A team of U of A researchers from the departments of mechanical and electrical engineering was a phase one winner in the U.S. Department of Energy's Silicon Carbide Packaging Prize, a challenge to design the next generation of packaging for semiconductor devices. 

"This challenge was a unique opportunity to showcase the skills and talents that we have within the Power Group," said David Huitink, associate professor of mechanical engineering, director of the High Density Electronics Center and the team lead on the project. 

Eight teams advanced to the second phase of the contest, part of the DOE's American Made Challenges program. 

Silicon carbide can operate faster and at higher temperatures than traditional silicon semiconductors. It can handle higher current and voltages. But the existing technology for packaging silicon carbide often keeps the devices from reaching their full potential. Packaging is the step when one or more semiconductor die, a tiny, thin chip with a circuit transferred onto it through photolithography, is assembled in a layer so it can connect with other devices while also protecting it from dangers like heat and static shock. 
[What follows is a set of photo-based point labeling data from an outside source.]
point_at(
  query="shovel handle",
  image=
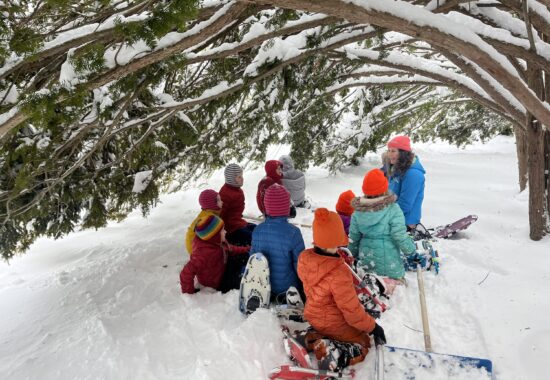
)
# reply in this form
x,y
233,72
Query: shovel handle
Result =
x,y
379,362
424,310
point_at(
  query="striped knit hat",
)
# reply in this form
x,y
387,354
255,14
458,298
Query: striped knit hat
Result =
x,y
343,206
208,227
277,201
230,172
209,200
375,183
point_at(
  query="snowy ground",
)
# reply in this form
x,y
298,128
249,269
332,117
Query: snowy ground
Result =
x,y
107,305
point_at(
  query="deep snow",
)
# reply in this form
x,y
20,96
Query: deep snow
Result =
x,y
106,304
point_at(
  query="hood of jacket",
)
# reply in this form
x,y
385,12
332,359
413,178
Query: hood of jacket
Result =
x,y
370,211
372,204
287,162
271,170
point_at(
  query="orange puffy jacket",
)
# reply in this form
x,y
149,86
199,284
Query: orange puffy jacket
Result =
x,y
332,307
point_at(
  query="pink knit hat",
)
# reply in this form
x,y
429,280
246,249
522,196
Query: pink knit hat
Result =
x,y
400,142
208,200
277,201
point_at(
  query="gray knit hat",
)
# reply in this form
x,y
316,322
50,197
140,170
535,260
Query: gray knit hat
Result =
x,y
230,172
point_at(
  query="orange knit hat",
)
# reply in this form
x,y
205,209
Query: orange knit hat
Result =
x,y
343,206
400,142
375,183
328,229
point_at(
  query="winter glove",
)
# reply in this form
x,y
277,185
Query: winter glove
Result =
x,y
378,334
292,212
416,259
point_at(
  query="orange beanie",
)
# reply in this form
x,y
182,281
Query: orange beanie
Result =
x,y
343,206
328,229
400,142
375,183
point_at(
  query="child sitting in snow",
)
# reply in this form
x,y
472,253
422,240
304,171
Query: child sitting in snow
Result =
x,y
377,230
208,261
211,204
273,175
344,209
341,324
239,231
295,182
280,242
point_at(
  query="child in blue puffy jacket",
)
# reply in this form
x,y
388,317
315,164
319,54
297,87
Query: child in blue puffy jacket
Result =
x,y
279,241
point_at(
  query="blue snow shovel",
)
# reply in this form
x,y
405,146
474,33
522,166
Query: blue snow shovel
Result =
x,y
412,364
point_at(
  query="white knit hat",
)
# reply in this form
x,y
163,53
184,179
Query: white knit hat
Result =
x,y
231,171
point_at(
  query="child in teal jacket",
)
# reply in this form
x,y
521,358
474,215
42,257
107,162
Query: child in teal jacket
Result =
x,y
377,231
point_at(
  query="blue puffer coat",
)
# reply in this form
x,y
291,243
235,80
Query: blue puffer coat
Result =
x,y
410,191
282,243
378,235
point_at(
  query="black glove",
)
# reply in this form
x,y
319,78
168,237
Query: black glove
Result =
x,y
378,334
292,212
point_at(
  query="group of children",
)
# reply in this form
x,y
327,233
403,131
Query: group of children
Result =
x,y
372,226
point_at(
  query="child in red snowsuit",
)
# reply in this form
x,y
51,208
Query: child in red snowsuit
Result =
x,y
209,258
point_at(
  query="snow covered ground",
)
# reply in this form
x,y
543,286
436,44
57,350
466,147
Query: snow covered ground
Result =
x,y
107,305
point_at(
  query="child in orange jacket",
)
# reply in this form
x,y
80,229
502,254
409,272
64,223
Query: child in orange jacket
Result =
x,y
332,306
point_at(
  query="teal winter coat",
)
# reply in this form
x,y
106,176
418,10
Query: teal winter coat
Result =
x,y
378,235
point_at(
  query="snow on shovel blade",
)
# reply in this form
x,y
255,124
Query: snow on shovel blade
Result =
x,y
404,363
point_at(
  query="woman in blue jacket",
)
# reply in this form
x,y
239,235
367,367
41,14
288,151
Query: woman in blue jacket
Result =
x,y
279,241
406,176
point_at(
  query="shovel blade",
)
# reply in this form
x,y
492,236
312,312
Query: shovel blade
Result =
x,y
404,363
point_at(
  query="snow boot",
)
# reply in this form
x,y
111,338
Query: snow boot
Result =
x,y
335,356
293,298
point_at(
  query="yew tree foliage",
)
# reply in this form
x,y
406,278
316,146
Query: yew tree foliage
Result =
x,y
94,92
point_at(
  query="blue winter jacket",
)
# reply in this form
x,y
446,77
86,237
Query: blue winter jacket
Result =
x,y
281,243
410,191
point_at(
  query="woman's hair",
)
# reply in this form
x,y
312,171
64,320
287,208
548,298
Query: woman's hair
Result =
x,y
378,195
404,162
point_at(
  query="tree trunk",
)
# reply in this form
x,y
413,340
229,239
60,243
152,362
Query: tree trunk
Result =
x,y
521,151
547,173
536,161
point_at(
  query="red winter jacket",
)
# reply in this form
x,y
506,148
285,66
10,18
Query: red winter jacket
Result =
x,y
207,263
332,306
233,207
270,178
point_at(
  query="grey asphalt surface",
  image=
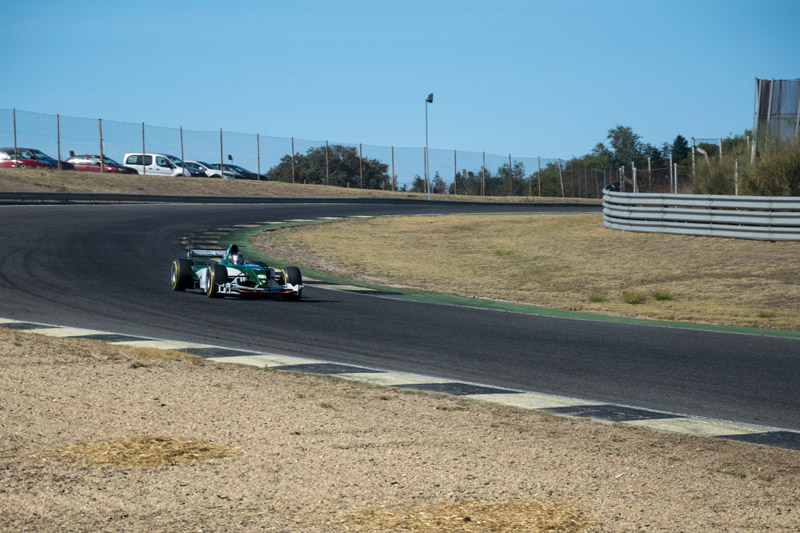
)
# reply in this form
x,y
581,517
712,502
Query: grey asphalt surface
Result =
x,y
107,267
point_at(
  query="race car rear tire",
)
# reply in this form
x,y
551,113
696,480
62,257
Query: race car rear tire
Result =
x,y
293,277
217,274
181,275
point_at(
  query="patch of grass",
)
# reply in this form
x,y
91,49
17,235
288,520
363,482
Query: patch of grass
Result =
x,y
634,297
734,473
147,450
662,296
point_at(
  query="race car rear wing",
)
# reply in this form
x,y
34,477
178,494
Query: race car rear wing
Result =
x,y
206,253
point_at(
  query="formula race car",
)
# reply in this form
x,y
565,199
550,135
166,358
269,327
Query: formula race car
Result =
x,y
233,275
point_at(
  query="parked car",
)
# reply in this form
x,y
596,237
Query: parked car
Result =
x,y
241,173
92,164
29,157
158,165
209,170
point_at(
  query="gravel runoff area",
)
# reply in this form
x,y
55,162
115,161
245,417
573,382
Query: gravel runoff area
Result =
x,y
95,437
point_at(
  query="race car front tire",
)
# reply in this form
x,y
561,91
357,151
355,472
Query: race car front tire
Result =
x,y
293,277
181,275
217,275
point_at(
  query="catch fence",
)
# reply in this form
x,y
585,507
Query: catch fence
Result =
x,y
451,171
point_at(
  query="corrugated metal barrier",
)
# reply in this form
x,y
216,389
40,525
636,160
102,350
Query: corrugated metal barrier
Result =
x,y
775,218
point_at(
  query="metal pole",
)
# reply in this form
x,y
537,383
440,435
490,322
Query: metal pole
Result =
x,y
670,171
676,178
14,115
58,138
100,130
427,155
144,167
455,170
483,176
539,177
183,159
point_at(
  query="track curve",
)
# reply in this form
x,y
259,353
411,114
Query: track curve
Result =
x,y
106,267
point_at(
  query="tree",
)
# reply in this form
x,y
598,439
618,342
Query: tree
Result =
x,y
680,149
627,146
344,168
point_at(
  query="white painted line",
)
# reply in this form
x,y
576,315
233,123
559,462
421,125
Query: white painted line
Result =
x,y
64,332
337,287
694,426
262,361
163,345
389,379
528,400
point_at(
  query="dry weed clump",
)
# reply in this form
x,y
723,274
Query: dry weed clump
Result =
x,y
145,450
530,516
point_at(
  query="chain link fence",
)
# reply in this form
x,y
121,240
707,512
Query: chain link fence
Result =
x,y
451,171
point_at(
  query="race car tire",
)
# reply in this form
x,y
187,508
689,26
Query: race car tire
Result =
x,y
181,275
293,277
217,274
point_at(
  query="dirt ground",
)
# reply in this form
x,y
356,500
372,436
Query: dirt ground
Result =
x,y
95,437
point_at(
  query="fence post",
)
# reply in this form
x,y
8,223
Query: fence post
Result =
x,y
100,131
676,178
455,170
539,177
183,159
292,159
483,176
144,167
58,138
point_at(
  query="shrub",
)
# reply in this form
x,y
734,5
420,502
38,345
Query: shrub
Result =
x,y
776,173
634,297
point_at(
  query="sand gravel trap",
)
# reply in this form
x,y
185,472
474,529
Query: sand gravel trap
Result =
x,y
99,438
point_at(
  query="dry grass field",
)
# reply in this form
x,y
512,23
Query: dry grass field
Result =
x,y
95,437
39,180
567,262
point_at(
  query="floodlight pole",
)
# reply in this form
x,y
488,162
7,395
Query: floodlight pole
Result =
x,y
428,100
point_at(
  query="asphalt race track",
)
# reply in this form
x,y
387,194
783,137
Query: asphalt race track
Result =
x,y
106,267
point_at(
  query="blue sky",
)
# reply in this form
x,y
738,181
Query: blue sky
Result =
x,y
529,78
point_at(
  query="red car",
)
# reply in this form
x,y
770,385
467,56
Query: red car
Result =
x,y
92,164
28,158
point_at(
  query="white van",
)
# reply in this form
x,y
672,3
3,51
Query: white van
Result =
x,y
156,164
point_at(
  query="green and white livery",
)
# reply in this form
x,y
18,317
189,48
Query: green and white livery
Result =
x,y
218,273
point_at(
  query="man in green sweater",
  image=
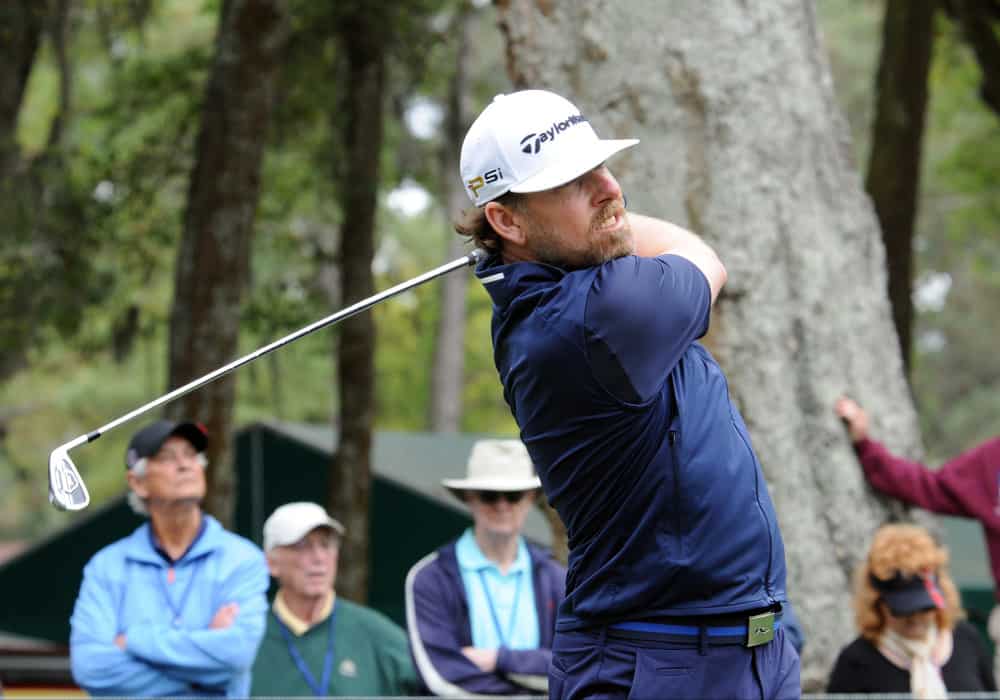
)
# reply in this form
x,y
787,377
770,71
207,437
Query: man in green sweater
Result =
x,y
317,643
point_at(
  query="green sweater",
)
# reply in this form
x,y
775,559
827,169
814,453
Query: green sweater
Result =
x,y
371,657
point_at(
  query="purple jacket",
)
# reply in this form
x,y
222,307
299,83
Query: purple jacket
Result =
x,y
967,486
437,617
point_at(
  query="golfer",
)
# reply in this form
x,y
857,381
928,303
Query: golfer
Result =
x,y
676,568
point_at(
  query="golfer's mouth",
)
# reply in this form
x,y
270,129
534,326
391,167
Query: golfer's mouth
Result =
x,y
609,223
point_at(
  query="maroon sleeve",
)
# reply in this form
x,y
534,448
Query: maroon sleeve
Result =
x,y
965,486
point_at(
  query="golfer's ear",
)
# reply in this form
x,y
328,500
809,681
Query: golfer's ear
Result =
x,y
505,221
137,484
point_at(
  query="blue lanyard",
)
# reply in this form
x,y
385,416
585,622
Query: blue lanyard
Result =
x,y
504,639
319,689
177,610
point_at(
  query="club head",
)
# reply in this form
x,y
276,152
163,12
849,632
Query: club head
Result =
x,y
66,488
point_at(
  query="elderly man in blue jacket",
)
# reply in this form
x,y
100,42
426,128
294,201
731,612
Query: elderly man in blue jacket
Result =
x,y
177,607
481,610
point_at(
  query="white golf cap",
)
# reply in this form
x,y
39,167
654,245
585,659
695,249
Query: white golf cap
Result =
x,y
291,522
496,465
530,141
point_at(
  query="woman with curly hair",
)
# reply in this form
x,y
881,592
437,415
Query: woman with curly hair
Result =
x,y
913,638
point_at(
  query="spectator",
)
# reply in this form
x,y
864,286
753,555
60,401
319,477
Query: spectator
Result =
x,y
317,643
481,610
912,637
177,607
967,486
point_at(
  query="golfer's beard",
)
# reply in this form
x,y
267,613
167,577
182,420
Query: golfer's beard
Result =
x,y
548,247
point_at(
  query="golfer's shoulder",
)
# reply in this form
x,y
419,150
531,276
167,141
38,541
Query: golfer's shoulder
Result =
x,y
109,561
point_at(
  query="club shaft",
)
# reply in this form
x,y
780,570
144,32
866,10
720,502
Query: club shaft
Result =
x,y
347,312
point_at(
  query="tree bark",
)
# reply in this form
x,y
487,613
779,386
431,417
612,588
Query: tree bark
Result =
x,y
213,261
449,352
21,26
360,34
893,180
977,18
743,142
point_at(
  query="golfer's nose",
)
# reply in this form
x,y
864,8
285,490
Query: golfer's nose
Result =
x,y
605,186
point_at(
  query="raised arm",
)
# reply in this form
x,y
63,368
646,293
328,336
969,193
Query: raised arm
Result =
x,y
655,237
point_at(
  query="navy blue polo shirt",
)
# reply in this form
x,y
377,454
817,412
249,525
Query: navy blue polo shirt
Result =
x,y
640,450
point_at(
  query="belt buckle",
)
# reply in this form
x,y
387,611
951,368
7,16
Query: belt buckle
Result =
x,y
760,629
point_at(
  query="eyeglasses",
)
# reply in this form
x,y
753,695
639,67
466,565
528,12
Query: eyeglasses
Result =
x,y
491,497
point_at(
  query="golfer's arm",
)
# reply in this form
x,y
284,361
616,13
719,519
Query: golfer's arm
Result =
x,y
655,237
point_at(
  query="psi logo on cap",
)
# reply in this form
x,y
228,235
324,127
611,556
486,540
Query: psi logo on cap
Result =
x,y
480,181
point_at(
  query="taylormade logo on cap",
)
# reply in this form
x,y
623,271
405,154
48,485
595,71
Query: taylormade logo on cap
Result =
x,y
526,143
530,141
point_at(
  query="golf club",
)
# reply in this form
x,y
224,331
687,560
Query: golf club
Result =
x,y
66,488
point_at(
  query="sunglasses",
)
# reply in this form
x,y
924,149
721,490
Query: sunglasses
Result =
x,y
491,497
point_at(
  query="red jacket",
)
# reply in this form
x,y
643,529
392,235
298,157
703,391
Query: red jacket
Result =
x,y
968,486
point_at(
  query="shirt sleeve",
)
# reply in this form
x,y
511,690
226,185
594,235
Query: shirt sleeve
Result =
x,y
964,486
526,667
642,315
436,643
208,656
98,665
394,658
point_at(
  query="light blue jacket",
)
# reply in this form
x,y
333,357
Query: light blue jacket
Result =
x,y
128,589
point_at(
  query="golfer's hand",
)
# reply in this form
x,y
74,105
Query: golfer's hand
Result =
x,y
854,416
484,659
224,616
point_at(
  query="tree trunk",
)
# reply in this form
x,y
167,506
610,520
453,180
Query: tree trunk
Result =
x,y
360,35
743,142
897,135
449,352
21,25
978,20
213,261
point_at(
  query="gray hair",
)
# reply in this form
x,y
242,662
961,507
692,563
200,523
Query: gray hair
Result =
x,y
137,504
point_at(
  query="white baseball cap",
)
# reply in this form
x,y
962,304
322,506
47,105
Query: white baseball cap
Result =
x,y
496,465
530,141
291,522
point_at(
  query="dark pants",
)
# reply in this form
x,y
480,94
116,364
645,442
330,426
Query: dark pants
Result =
x,y
595,664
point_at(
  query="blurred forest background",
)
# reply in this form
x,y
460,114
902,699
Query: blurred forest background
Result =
x,y
106,133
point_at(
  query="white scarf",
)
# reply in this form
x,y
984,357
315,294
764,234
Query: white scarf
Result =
x,y
923,658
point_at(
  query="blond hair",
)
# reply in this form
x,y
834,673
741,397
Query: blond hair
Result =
x,y
473,224
909,550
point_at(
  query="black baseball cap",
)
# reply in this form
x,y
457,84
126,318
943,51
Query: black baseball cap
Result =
x,y
148,441
906,595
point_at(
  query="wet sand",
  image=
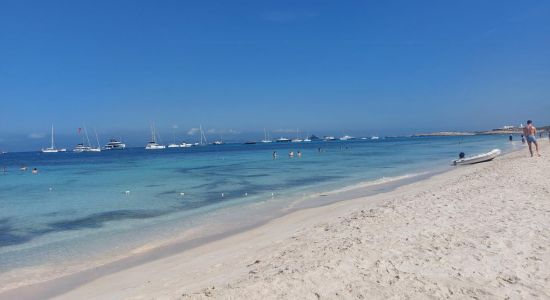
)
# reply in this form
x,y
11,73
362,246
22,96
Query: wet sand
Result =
x,y
477,231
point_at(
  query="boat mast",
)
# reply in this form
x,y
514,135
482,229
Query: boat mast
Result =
x,y
97,139
87,137
53,144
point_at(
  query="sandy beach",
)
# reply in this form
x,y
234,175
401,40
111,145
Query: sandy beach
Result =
x,y
479,231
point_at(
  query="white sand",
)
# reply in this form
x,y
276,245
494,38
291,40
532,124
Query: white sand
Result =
x,y
480,231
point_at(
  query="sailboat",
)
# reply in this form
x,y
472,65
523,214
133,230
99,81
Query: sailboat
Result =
x,y
307,139
98,148
297,139
266,137
174,145
219,142
52,148
81,147
203,141
152,145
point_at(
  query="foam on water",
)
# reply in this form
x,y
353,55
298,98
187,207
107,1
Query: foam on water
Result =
x,y
91,207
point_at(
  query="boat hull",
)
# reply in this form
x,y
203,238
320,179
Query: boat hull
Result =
x,y
478,158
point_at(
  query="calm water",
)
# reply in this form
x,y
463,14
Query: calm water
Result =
x,y
77,207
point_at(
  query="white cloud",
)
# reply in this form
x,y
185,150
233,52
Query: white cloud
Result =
x,y
36,136
193,131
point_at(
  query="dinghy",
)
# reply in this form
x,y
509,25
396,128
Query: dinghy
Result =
x,y
478,158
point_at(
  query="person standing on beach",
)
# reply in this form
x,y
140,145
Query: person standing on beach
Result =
x,y
531,132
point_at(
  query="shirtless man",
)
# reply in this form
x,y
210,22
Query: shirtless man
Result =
x,y
530,133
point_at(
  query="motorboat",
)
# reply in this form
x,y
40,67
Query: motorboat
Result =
x,y
283,140
114,144
483,157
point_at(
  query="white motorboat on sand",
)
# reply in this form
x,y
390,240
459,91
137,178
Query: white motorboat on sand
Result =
x,y
477,158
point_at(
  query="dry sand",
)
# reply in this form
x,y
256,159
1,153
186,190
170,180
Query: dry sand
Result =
x,y
480,231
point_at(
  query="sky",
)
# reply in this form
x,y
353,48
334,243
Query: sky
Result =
x,y
236,67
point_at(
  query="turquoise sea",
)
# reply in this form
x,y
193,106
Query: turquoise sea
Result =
x,y
83,208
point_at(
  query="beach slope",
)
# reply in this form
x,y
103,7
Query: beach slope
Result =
x,y
479,231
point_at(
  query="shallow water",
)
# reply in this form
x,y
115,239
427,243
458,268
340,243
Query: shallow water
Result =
x,y
78,209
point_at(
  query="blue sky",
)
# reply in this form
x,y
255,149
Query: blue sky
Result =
x,y
363,67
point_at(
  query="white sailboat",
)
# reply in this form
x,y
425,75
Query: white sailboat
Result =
x,y
152,145
83,147
98,148
307,139
52,148
266,138
347,138
297,139
203,141
114,144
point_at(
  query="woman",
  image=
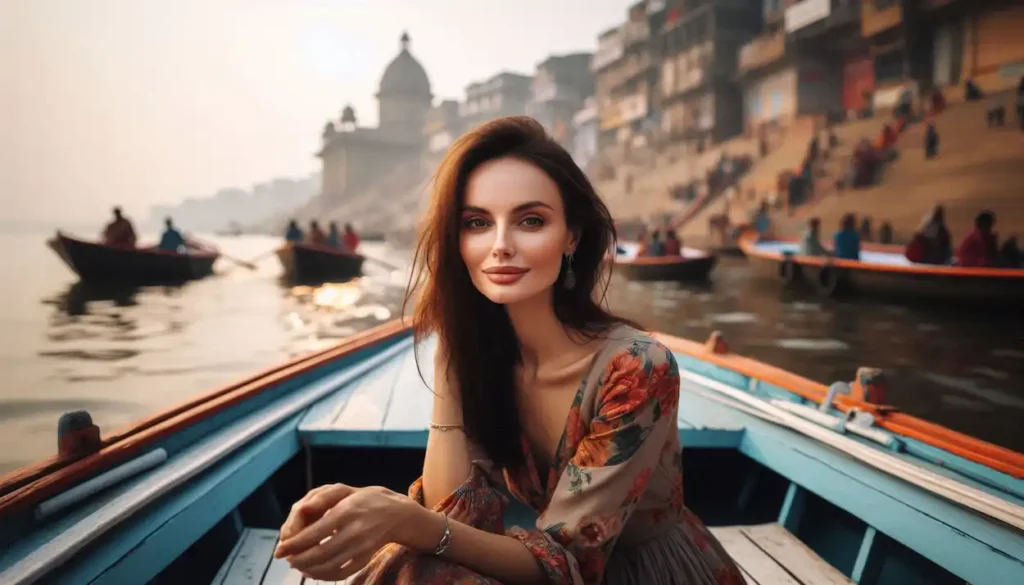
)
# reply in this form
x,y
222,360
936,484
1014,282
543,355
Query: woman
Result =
x,y
931,244
846,242
539,389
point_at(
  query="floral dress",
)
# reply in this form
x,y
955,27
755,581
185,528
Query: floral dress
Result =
x,y
611,509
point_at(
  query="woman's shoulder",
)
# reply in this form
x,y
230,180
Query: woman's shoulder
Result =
x,y
627,346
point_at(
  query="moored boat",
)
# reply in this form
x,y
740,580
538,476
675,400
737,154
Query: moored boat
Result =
x,y
309,263
802,484
882,270
99,263
692,264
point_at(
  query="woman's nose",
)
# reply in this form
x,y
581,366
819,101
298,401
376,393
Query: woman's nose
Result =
x,y
503,246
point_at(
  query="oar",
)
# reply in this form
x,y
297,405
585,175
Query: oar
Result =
x,y
238,261
382,262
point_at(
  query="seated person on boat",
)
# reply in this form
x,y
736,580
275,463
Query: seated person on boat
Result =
x,y
980,248
350,239
846,242
120,233
673,247
294,234
316,237
569,408
333,236
172,240
810,244
653,246
931,244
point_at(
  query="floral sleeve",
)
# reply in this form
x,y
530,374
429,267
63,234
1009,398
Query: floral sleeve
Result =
x,y
634,416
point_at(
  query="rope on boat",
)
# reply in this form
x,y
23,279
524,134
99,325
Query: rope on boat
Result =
x,y
1007,512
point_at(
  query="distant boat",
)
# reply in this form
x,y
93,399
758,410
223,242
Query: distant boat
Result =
x,y
100,263
309,263
692,264
883,269
802,484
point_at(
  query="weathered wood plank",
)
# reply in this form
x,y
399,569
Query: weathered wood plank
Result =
x,y
788,551
762,568
253,557
413,401
368,405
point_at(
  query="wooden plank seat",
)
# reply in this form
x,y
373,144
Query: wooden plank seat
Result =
x,y
390,407
252,562
768,554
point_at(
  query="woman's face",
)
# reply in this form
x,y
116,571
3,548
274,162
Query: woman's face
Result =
x,y
513,231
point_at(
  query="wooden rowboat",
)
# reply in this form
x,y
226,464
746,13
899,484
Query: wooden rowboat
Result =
x,y
798,492
882,270
693,264
309,263
98,263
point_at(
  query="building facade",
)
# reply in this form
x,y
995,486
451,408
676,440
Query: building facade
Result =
x,y
353,157
558,90
700,100
503,94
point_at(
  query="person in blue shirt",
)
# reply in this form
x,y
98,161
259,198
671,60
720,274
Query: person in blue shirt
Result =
x,y
846,242
333,236
172,240
294,234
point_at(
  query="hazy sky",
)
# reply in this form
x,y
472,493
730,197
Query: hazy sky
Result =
x,y
138,101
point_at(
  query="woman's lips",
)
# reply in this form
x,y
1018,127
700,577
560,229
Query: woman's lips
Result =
x,y
505,275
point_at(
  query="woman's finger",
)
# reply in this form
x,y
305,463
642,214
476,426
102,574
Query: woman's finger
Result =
x,y
337,569
311,535
349,538
314,524
301,513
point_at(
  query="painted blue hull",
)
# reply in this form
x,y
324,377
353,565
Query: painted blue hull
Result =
x,y
207,508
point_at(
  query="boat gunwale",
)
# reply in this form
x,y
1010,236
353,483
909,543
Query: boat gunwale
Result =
x,y
748,243
200,255
49,476
28,486
666,260
293,247
970,448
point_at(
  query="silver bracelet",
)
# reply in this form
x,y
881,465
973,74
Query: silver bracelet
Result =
x,y
445,538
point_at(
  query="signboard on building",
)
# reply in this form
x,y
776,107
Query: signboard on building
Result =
x,y
806,12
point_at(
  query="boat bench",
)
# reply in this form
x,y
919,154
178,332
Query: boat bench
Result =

The design proposed by the U of A team embeds the silicon carbide in low temperature co-fired ceramic (LTCC), a novel approach that allows the device to handle nearly 10 megawatts with higher temperatures in a package small enough to fit in the palm of a hand. 

"The more we condense this, the more we're saving on materials. And by doing this, we have more space for controls," said Matthew Norris, a graduate student in mechanical engineering working under Huitink and the key technical contributor to the team. 

The design also uses an innovative parallel structure that improves performance. 

The other members of the team, dubbed "Project Raiju" after the mythical Japanese creature that can produce lightning and thunder, are electrical engineering professor Xiaoqing Song and his graduate students Tanzila Akter and Dehan Rahman. 

As first phase winners, the U of A team will receive $50,000 to build a prototype of their design.  

"Having that thumbs up from DOE and the review committee gives us momentum to get support from industry and other funding agencies," Huitink said.